Sometimes we can refer to gold standard treatments described in textbooks. However, textbook advice is like scientific findings in that it needs to be adapted to individual clients. There is no such thing as best practice in the sense of a treatment that should always be done. What is right for each patient is a bespoke practice that fits with the particular animal’s individual personality, circumstances and takes into account the relevant owner-based, financial and other constraints. (Remembering this may help practitioners to feel less frustrated or guilty for providing such treatments – they are best for this case, and this more complex problem-solving is part of the skill of veterinary practice.)
In some cases we might respect our clients’ wishes, as human doctors do. However, veterinary professionals should not unthinkingly leave decisions to clients, nor simply transpose decisions from human medicine. Human patients are very different to animal patients, and veterinary professionals’ duties are very different to human medical professionals’. Applying human treatment choices is a form of anthropomorphism and should be done critically by considering human–non-human differences. Humans may have very different biology, pathology, pharmacology, psychology and experience of treatment. Humans may want to see their grandchild’s wedding, feel guilty for taking up resources, fear the afterlife, understand treatment, consider their life as sacred and have human dignity, all of which may not apply to animals (Figure 4.3). Similar considerations guard against egomorphically choosing the option you would want if you were the patient. It is often better to ignore what is good for humans and instead to choose veterinary treatments based on more basic evaluations and clinical reasoning.

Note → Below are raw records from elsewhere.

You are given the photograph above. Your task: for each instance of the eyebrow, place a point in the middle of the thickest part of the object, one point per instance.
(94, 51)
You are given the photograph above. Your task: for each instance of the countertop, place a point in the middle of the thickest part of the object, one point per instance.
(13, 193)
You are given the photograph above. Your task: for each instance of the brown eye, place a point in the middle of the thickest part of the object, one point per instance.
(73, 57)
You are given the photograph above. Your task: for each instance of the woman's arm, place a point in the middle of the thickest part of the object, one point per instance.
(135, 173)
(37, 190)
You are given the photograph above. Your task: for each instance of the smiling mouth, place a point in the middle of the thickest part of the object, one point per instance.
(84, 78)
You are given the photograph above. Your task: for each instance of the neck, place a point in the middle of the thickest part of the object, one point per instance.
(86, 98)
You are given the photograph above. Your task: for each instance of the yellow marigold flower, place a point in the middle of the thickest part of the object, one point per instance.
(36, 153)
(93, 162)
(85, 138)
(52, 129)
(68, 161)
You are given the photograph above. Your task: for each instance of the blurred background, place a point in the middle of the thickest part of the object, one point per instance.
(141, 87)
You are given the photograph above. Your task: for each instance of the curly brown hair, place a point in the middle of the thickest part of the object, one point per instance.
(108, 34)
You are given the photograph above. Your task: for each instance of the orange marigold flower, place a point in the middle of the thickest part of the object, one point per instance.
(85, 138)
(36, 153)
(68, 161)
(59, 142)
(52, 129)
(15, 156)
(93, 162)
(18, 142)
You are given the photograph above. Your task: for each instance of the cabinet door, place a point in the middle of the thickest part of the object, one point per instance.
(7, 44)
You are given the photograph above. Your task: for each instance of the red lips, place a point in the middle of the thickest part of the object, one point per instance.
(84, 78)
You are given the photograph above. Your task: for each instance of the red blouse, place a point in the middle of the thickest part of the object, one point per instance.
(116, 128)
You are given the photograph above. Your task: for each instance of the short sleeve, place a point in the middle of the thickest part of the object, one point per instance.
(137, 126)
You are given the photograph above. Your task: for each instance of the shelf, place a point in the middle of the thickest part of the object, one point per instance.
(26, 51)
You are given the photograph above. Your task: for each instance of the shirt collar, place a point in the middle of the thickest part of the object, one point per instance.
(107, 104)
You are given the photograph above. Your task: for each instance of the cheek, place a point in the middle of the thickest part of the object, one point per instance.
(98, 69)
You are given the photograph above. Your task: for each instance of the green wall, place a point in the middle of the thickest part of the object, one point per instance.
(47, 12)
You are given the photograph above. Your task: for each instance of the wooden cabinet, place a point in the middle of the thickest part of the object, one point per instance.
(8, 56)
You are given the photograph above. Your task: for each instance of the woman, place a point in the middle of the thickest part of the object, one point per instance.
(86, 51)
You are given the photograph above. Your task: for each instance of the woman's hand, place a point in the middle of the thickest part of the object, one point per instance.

Ideally, clinical choices should be based on future welfare evaluations, by choosing the option with the best balance of costs and benefits. This cost–benefit analysis method can consider one stakeholder or several. Some decisions concern only individuals (discussed in Section 4.2), others concern multiple animals (Sections 4.3 and 4.4) and others concern animals and humans (Sections 4.5, 4.6, 4.7 and 4.8). Each of these involves increasingly wider considerations and decision-making.
THE ANIMALS
4.2 Individual Patients
Treatments may affect animals’ welfare in many different ways. They may directly prevent feelings (e.g. analgesia or anxiolytics) or cause them (e.g. nausea or dysphoria). They may avoid the causes of feelings (e.g. curative medications), mask their symptoms (e.g. some uses of sedatives) or increase the risk factors for such causes (e.g. through nephrotoxicity or surgical lesions). They may also extend life or shorten it (e.g. through deliberate euthanasia or through risky procedures).
There is no categorical list of what treatments are in patients’ interests. Bespoke practice will therefore vary for different patients. Medications can be contraindicated by allergies or concomitant diseases. Hospitalisation or frequent visits can be contraindicated by severe vet-fear. Long courses of medication or risky procedures may be contraindicated by anticipated owner non-compliance, inability to fund future treatment for complications or likely unwillingness to consent to later euthanasia. Breed, lifestyle and human–animal relationships mean different animals have varying background risks of disease or expected lifespans. The right treatment for each case depends on the individual animal and its particular circumstances.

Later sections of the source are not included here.